The Great Shakeout or The Great Shakedown?

As California hospitals scramble to meet state deadlines for seismic compliance, a bigger problem is looming: can they afford it? 

In the wake of the 1994 Northridge earthquake that struck the San Fernando Valley, causing structural damage to eleven hospitals, California lawmakers looked for ways to improve seismic resilience across the state. One of the resulting bills, SB 1953, mandates that California hospitals conform to more rigorous building standards so as to prevent significant damage during an earthquake and ensure their continued operation postevent. Lawmakers have given hospitals until 2030 to be fully compliant with SB 1953 building standards, yet the majority of California hospitals have not met the required standards. The biggest barrier to compliance — cost. 

While seismic upgrades to hospital infrastructure are incredibly important, they are also incredibly costly. In fact, a recent RAND report estimated that the total cost of compliance for all remaining non-compliant hospitals is anywhere between $34.2B and $142.9B, depending on whether hospitals retrofit old buildings or build new ones. Retrofitting hospitals would cost the average California hospital approximately $100M per building, and constructing new buildings would cost approximately $500M per building. These costs would need to be shouldered up front by each hospital, and the benefits of compliance would only arise if the hospital was hit by an earthquake of a magnitude that exceeds the building’s previous structural capacities. Hospitals have also cited concerns over community needs, disruptions of service while undergoing upgrades, surge pricing, and land availability as barriers to achieving compliance. 

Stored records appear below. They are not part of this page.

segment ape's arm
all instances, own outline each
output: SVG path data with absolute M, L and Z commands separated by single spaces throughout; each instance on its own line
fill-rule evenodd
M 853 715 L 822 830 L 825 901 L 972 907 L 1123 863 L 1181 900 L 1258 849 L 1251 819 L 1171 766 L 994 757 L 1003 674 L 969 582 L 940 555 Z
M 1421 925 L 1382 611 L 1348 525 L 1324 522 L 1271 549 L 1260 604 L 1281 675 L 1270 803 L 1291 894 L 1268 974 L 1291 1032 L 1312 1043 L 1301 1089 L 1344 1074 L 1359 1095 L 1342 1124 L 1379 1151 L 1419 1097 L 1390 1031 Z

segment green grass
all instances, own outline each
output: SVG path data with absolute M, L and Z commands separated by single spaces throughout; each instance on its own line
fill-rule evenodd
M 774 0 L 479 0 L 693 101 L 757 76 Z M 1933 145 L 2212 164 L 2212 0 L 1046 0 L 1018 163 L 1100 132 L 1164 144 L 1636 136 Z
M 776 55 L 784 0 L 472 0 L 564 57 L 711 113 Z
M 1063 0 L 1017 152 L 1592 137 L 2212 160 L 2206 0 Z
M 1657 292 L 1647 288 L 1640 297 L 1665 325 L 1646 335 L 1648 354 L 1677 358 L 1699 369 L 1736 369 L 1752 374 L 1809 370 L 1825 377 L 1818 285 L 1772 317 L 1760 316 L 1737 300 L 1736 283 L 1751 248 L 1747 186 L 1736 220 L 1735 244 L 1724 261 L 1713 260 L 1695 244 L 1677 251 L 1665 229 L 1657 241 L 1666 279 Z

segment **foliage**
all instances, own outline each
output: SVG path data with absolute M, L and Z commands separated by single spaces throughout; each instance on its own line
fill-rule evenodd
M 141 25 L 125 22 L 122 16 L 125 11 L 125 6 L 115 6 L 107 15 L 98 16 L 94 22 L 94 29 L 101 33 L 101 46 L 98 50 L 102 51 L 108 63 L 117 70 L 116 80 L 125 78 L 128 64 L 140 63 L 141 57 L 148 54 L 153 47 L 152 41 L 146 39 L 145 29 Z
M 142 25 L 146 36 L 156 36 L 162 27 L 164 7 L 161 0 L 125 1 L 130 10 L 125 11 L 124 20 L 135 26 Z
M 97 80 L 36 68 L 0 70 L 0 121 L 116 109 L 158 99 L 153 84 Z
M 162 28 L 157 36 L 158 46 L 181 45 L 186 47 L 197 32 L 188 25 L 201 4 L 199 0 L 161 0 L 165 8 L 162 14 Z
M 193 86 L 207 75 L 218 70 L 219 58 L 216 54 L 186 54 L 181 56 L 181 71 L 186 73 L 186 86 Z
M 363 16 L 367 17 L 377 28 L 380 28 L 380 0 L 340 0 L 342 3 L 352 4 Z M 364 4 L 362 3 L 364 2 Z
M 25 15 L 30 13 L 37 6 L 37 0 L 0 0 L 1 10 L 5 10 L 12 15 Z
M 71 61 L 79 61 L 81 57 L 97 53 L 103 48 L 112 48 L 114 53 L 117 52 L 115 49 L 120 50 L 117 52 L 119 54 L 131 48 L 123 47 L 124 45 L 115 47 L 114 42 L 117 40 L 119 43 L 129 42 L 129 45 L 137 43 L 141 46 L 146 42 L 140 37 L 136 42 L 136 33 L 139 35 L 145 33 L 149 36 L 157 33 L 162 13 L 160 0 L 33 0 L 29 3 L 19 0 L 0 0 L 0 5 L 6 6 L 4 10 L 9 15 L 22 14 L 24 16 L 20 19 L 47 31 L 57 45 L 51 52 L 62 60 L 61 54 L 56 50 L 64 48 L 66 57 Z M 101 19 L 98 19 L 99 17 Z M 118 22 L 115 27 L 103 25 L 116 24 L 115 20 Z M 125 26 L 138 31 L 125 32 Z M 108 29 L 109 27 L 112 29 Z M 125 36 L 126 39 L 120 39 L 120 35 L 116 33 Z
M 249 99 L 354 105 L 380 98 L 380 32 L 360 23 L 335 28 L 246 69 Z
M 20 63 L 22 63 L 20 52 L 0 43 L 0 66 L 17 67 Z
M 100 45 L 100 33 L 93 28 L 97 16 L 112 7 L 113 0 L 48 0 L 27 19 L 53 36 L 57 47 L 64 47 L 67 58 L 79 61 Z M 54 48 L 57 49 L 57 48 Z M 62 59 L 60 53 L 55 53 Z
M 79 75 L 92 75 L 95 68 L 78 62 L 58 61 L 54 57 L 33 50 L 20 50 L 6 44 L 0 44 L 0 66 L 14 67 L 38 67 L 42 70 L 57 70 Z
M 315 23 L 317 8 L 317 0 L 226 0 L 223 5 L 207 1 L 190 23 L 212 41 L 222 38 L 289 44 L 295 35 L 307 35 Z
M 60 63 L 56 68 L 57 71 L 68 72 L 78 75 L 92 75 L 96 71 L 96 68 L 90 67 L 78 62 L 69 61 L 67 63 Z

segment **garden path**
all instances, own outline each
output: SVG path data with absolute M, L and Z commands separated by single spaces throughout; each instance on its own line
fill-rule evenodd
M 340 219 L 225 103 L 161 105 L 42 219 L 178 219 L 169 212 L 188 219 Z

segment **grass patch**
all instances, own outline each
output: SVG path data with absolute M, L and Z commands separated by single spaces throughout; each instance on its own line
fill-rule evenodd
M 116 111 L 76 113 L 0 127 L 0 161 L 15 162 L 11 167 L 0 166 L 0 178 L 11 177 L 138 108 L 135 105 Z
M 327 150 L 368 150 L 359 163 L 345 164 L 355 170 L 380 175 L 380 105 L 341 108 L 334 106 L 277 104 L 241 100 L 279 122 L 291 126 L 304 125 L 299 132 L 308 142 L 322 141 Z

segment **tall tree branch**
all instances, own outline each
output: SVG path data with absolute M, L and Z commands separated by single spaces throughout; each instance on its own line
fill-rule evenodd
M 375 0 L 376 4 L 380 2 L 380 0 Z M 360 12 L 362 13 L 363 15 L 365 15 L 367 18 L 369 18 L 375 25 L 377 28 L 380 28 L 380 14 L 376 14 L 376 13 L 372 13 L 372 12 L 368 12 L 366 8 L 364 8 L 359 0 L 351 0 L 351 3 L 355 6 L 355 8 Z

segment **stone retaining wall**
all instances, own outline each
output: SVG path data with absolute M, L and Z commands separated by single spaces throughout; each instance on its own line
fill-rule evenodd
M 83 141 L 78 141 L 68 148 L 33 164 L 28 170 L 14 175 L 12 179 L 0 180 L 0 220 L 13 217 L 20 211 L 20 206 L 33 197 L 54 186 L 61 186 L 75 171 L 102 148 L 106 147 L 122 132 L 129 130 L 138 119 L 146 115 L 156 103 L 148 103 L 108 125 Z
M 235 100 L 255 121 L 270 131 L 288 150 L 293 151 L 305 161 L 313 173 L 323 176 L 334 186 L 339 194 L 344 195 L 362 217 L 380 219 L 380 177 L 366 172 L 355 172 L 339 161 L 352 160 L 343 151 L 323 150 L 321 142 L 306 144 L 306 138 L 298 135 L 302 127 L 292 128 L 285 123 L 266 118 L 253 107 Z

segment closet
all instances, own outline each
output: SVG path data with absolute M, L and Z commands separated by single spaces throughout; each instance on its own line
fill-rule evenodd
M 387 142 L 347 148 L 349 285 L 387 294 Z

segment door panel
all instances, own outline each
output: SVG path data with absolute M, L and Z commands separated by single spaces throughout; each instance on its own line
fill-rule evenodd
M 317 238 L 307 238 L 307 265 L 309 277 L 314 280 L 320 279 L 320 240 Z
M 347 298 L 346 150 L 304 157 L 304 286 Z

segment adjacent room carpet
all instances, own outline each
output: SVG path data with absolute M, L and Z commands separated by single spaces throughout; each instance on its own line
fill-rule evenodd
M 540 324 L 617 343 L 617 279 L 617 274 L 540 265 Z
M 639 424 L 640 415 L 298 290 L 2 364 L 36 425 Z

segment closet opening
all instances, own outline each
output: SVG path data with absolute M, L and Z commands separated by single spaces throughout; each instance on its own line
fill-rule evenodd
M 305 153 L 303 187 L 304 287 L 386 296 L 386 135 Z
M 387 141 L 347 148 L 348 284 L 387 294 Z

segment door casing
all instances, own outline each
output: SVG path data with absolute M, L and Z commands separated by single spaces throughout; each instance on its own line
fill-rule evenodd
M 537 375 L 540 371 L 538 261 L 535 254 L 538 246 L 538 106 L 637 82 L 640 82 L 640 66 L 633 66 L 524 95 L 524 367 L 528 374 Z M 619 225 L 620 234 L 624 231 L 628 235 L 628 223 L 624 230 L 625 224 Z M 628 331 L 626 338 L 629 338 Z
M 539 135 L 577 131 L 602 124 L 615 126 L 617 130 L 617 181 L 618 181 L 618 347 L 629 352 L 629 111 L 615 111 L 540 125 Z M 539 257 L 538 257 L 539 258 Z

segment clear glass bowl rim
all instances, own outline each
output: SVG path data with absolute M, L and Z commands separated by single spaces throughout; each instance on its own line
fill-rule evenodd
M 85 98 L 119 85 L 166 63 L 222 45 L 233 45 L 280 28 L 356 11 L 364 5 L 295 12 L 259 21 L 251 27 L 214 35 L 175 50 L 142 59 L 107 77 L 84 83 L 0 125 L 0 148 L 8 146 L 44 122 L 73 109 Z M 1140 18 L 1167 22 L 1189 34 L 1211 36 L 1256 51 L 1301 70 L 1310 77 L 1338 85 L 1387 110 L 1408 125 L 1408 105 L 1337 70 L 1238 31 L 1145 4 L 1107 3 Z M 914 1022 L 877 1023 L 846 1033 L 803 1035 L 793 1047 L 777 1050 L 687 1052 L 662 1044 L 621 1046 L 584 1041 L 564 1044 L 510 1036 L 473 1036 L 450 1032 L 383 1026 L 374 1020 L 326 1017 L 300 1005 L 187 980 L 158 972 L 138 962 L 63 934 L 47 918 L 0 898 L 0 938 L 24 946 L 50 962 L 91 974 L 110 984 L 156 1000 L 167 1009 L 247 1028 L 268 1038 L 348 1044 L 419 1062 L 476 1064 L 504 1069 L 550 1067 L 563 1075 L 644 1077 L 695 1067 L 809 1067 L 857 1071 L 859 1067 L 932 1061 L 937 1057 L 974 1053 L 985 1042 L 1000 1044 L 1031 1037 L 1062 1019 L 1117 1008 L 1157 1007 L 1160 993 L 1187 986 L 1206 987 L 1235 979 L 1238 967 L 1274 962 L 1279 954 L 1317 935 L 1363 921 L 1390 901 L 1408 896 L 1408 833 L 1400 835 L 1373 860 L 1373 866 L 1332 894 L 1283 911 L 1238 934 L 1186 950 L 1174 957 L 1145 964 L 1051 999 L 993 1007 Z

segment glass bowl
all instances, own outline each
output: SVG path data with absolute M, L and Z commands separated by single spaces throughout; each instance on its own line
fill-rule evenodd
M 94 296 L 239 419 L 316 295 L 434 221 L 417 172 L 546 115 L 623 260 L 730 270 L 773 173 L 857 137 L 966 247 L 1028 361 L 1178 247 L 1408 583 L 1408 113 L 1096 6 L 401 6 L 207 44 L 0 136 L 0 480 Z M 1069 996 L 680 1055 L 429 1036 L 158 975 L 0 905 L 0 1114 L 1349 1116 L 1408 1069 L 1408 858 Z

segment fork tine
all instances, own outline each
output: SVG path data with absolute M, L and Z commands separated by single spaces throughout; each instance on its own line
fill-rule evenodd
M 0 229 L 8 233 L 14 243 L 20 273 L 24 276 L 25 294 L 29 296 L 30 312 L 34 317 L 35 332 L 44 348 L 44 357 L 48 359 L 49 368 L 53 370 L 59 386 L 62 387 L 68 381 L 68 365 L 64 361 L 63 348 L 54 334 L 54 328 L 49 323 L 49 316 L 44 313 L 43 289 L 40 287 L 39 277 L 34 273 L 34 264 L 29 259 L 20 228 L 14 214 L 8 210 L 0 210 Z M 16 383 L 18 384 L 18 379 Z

The financial impact of seismic upgrades is felt by many hospitals in California, however, the hospitals that struggle the most to comply with SB 1953 are Critical Access Hospitals (CAHs) and public healthcare districts (which aren’t mutually exclusive). CAHs are defined as hospitals located in rural areas that receive federal funding in order to maintain essential services without falling into financial distress.  

In comparison to private hospitals, public hospitals are typically more financially flexible due to government benefits. However, only 21 of the 59 public hospitals in California are backed by these benefits. According to the RAND report, 57% of public hospitals are in severe financial distress or have the potential to fall into financial distress, and 93% of public hospitals are currently non-compliant. When it comes to CAHs, the statistics are just as alarming; 38% of CAHs already face severe financial distress or the potential for financial distress and 91% of CAHs are non-compliant. Due to their rural setting and smaller patient turnover, CAHs lack the ability to fundraise at the same level as larger, more urban hospitals. Even without the compliance costs, 14 CAHs have been forced to close their doors between 2013 and 2016 according to the Medicare Payment Advisory Commission

Ultimately, less than half of all California hospitals are financially healthy enough to afford compliance. If California hospitals work to implement SB 1953, then the percentage of hospitals in severe financial distress will likely rise from 22 to 40. As a result, many hospitals will scramble to stay afloat and will likely look to cut less profitable services and raise prices for patients in order to do so. 

As previously mentioned, the benefits of seismic compliance may outweigh the financial pains of achieving SB 1953 compliance if a hospital is hit by a damaging earthquake that the previous structure would not be able to sustain. Though it is difficult to estimate the likelihood of such an earthquake striking each hospital, the Lowe Institute is able to use historical USGS data to look at which hospitals are at greatest risk of being hit by a “damaging” earthquake. The USGS classifies “damaging” as enough to be felt by everyone in the area and to cause minor structural damages, which does not necessarily mean it would be of great enough magnitude to close a hospital. However, their classification gives us a good sense of the most earthquake-prone areas in the state. 

As the above map indicates, 7 of the 34 CAHs (denoted by the blue dots) are located in areas that face less than a 1% chance of a damaging earthquake, 10 face a 1-2% chance, 17 face a 2-5% chance, and none face a >5% chance of being hit by a damaging earthquake. It should be noted that these percentages represent the risk of a damaging earthquake each year, not the risk of ever being hit by a damaging earthquake. 

The variation in seismic risk for CAHs can be seen in San Bernardino county quite clearly. Mountains Community Hospital in Lake Arrowhead and Bear Valley Community Hospital in Big Bear Lake each face around a 2-5% chance of a damaging earthquake each year. They are located in close proximity to the San Andreas Fault Line and smaller fault lines that branch from it ‒ the Cleghorn Fault Line and Waterman Canyon Fault. In contrast, the third CAH in San Bernardino County, Colorado River Medical Center in Needles, is at a less than 1% risk of a damaging earthquake. 

The differences in seismic risk across California CAHs illustrates the shortcomings of a statewide bill that treats all hospitals equally. Certain hospitals are at substantially greater risk of being hit by a damaging earthquake than others, yet all hospitals must meet the same seismic standards. Because SB 1953 could put many hospitals with little to no earthquake risk into severe financial distress, such as Colorado River Medical Center, perhaps lawmakers should consider a redesign of hospital compliance policy.